The elephant in the room is how Quip works with Microsoft Word. Right now there’s no special way to import docs from Word or export them to the old girl. Quip only spits out .PDFs. However, Taylor says his team worked hard on flawless copy and paste. Quip will preserve formatting when you copy text to or from Word.

Quip is free for personal use, but charges $12 a month per user for a business license that lets you collaborate with more people. It’s available now for iPhone, iPad, and desktop, and Taylor says an Android app is in the works. Typing tools were a lucrative business for Microsoft on the desktop. That opportunity in mobile let Quip raise $15 million in Series A funding led by Peter Fenton at Benchmark, which pays for its 12-person team. This isn’t Taylor’s first startup rodeo, luckily. After co-creating Google Maps, he built FriendFeed which later sold to Facebook.

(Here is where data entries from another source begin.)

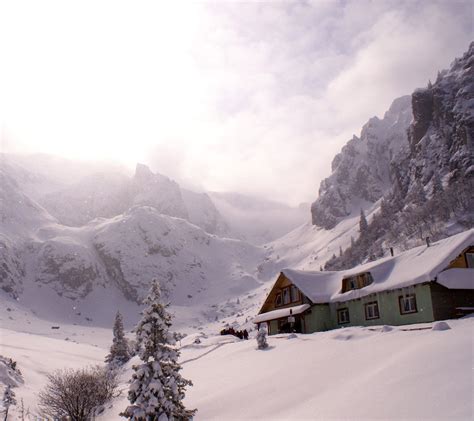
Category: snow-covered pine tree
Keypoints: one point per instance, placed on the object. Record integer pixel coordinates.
(363, 226)
(157, 388)
(119, 351)
(262, 337)
(8, 400)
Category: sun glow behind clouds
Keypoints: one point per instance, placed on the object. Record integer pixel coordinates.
(255, 97)
(99, 79)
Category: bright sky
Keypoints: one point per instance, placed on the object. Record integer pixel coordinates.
(255, 97)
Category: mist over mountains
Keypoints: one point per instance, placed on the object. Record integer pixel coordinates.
(78, 235)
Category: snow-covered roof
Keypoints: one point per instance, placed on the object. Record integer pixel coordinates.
(457, 278)
(415, 266)
(278, 314)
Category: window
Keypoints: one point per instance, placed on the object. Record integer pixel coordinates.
(278, 301)
(407, 304)
(372, 310)
(470, 260)
(295, 296)
(343, 316)
(360, 280)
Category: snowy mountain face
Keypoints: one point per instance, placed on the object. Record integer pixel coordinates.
(109, 236)
(361, 171)
(257, 220)
(431, 180)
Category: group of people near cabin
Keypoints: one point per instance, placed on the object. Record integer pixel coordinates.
(241, 334)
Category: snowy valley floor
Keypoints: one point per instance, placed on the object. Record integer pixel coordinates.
(350, 373)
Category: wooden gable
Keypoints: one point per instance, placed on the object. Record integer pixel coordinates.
(283, 294)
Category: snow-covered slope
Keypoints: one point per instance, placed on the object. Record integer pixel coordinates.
(87, 271)
(361, 171)
(257, 220)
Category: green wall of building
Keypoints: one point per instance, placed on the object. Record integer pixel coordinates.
(322, 317)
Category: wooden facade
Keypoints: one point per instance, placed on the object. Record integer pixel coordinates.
(357, 281)
(464, 260)
(419, 303)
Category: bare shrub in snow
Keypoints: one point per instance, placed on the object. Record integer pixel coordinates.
(119, 351)
(157, 388)
(77, 394)
(8, 400)
(262, 337)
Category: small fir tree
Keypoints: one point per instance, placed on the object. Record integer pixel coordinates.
(262, 337)
(157, 388)
(119, 351)
(8, 400)
(363, 226)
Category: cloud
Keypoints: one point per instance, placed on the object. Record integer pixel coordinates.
(253, 97)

Quip will have to displace the now-misinformed idea that word processing is best done on the desktop. The other writing apps it will face off with include Apple’s own Pages, stripped down but cheap apps like iA Writer, and more advanced but pricey options like Textilus.

Quip does have a bit of a learning curve. Not necessarily because there’s much wrong with the design, but because you have to unlearn a lifetime of Microsoft Clippy-instilled habits. There are a few awkward gestures in Quip for iPhone. You pull down from the top to reveal your desktop, but I found myself accidentally opening the iOS notification tray.

Once you get the hang of Quip, though, it seems like it could finally let you express your inner wordsmith from your couch, commute, or coffee spot.

Postscript

Quip might be a word processing app now, but its ambitions could be much bigger. It combines features of some of the top productivity, collaboration, and workplace communication apps. It may be able to steal time away from Google Docs, Hangouts (Gchat), Asana, Yammer, and Skype. Today it only replaces those tools for tasks surrounding text document editing. But imagine if once Quip gets word processing sorted, it goes after spreadsheets, or presentations.

Quip has the team and funding to go hard at this huge space. I wouldn’t be surprised if it became an hot acquisition target. The only problem is Taylor and Gibbs have earned their nest eggs already, and might be able to hold out and see this through

The applications of an integrated communication and collaboration platform are vast. If no one else builds this mobile-first, and Quip nails the user experience, we could be looking at the start of a big company.